Installation

pip install zeroeval

Core Functions

init()

Initializes the ZeroEval SDK. Must be called before using any other SDK features.
def init(
    api_key: str = None, 
    workspace_name: str = "Personal Workspace",
    debug: bool = False,
    api_url: str = "https://api.zeroeval.com"
) -> None
Parameters:
  • api_key (str, optional): Your ZeroEval API key. If not provided, uses ZEROEVAL_API_KEY environment variable
  • workspace_name (str, optional): The name of your workspace. Defaults to "Personal Workspace"
  • debug (bool, optional): If True, enables detailed logging for debugging.
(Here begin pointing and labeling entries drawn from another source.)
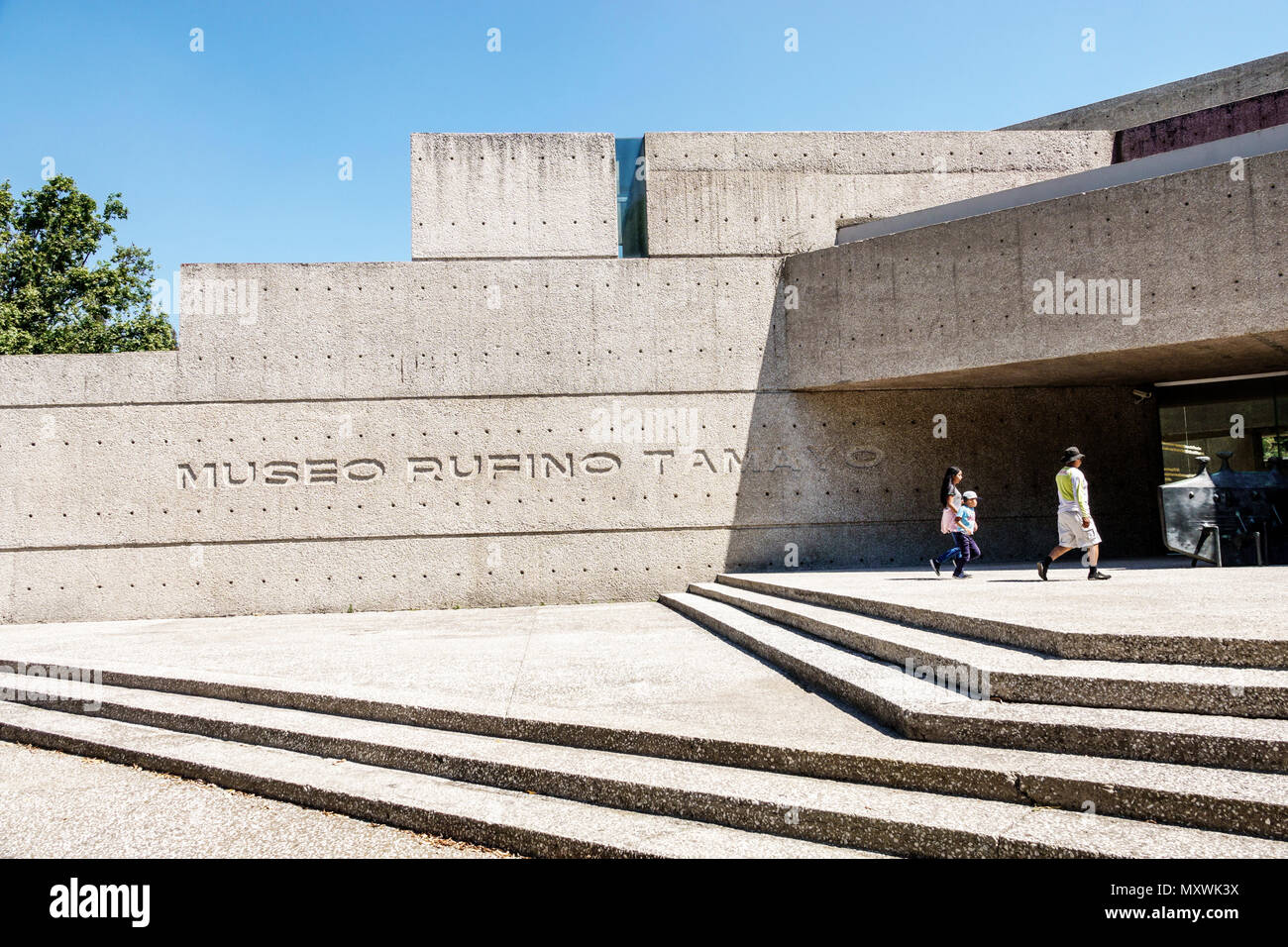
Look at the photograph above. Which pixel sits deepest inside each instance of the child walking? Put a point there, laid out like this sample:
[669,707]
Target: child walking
[965,534]
[949,502]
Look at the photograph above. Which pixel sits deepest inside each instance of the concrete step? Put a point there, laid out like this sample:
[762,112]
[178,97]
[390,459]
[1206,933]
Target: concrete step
[871,818]
[1199,796]
[1026,677]
[1236,648]
[923,710]
[518,821]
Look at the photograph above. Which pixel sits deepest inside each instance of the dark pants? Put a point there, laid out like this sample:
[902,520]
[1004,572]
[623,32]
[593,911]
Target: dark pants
[966,549]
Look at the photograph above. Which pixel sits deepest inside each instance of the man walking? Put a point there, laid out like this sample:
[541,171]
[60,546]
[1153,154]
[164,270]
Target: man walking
[1076,526]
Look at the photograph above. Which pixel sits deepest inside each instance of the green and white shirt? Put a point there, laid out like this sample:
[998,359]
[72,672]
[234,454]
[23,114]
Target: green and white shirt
[1070,483]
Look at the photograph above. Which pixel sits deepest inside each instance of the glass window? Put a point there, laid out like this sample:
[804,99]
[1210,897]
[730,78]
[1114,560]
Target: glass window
[1247,418]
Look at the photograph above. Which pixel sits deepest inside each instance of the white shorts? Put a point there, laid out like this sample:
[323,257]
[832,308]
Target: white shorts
[1072,534]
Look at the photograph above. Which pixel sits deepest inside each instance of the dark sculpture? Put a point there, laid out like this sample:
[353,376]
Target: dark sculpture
[1229,517]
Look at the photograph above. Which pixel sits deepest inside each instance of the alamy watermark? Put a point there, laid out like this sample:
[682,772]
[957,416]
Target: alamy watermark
[1090,296]
[622,423]
[24,684]
[964,680]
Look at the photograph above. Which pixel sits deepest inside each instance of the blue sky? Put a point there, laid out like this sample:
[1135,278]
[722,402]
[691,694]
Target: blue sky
[231,154]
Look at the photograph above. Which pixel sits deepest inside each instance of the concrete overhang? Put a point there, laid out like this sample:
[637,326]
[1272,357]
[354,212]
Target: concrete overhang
[1190,275]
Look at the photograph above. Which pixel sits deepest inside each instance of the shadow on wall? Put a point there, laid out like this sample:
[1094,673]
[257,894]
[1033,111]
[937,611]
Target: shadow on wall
[850,478]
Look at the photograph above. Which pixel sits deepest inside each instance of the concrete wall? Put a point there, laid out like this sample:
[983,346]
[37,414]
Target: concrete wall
[1206,125]
[712,193]
[953,304]
[518,431]
[1160,102]
[487,196]
[419,502]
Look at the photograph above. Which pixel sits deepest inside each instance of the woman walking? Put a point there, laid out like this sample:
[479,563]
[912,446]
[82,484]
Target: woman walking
[951,504]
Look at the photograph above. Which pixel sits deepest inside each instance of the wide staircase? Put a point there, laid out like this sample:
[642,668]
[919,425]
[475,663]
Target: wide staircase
[987,748]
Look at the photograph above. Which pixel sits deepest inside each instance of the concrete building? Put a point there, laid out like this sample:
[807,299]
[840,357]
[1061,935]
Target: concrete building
[580,389]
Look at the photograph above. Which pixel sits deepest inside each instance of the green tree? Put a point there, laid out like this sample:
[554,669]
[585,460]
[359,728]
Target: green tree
[58,290]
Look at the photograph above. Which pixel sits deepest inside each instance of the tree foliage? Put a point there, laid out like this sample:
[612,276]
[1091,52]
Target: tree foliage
[59,289]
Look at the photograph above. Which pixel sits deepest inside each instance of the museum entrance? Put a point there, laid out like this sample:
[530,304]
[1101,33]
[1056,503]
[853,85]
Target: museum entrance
[1247,416]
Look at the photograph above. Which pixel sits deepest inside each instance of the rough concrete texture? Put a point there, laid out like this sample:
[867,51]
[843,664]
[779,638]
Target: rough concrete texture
[1160,102]
[921,709]
[536,684]
[838,813]
[712,193]
[511,195]
[954,304]
[55,805]
[1117,621]
[1206,125]
[134,510]
[364,330]
[511,819]
[1026,677]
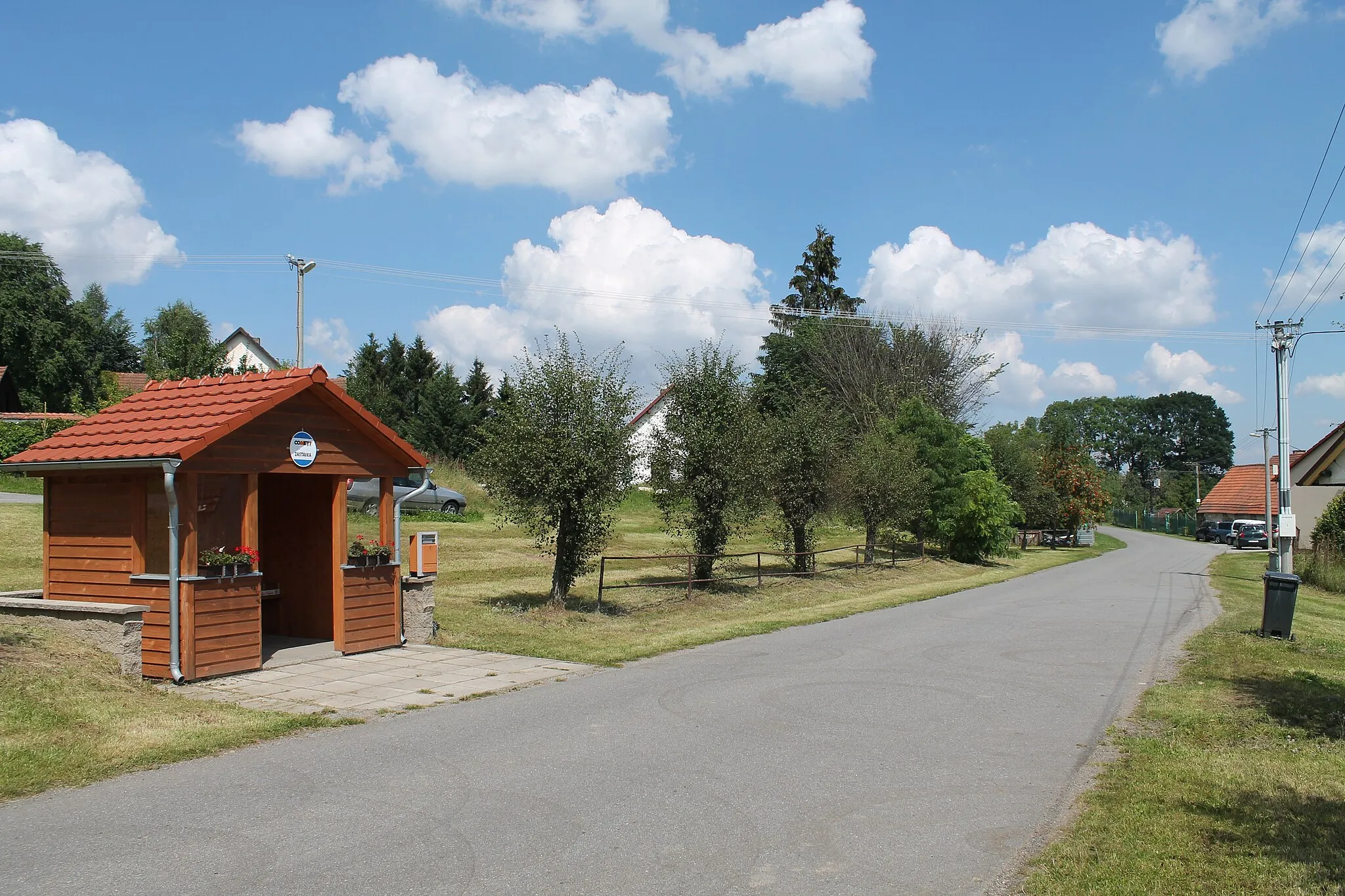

Can also be enabled by setting ZEROEVAL_DEBUG=true environment variable
  • api_url (str, optional): The URL of the ZeroEval API. Defaults to "https://api.zeroeval.com"
Example:
import zeroeval as ze

ze.init(
    api_key="your-api-key",
    workspace_name="My Workspace",
    debug=True
)

Decorators

@span

Decorator and context manager for creating spans around code blocks.
@span(
    name: str,
    session_id: Optional[str] = None,
    session: Optional[Union[str, dict[str, str]]] = None,
    attributes: Optional[dict[str, Any]] = None,
    input_data: Optional[str] = None,
    output_data: Optional[str] = None,
    tags: Optional[dict[str, str]] = None
)
Parameters:
  • name (str): Name of the span
  • session_id (str, optional): Deprecated - Use session parameter instead
  • session (Union[str, dict], optional): Session information. Can be:
    • A string containing the session ID
    • A dict with {"id": "...", "name": "..."}
  • attributes (dict, optional): Additional attributes to attach to the span
  • input_data (str, optional): Manual input data override
  • output_data (str, optional): Manual output data override
  • tags (dict, optional): Tags to attach to the span
Usage as Decorator:
import zeroeval as ze

@ze.span(name="calculate_sum")
def add_numbers(a: int, b: int) -> int:
    return a + b  # Parameters and return value automatically captured

# With manual I/O
@ze.span(name="process_data", input_data="manual input", output_data="manual output")
def process():
    # Process logic here
    pass

# With session
@ze.span(name="user_action", session={"id": "123", "name": "John's Session"})
def user_action():
    pass
Usage as Context Manager:
import zeroeval as ze

with ze.span(name="data_processing") as current_span:
    result = process_data()
    current_span.set_io(input_data="input", output_data=str(result))

@experiment

Decorator that attaches dataset and model information to a function.
@experiment(
    dataset: Optional[Dataset] = None,
    model: Optional[str] = None
)
Parameters:
  • dataset (Dataset, optional): Dataset to use for the experiment
  • model (str, optional): Model identifier
Example:
import zeroeval as ze

dataset = ze.Dataset.pull("my-dataset")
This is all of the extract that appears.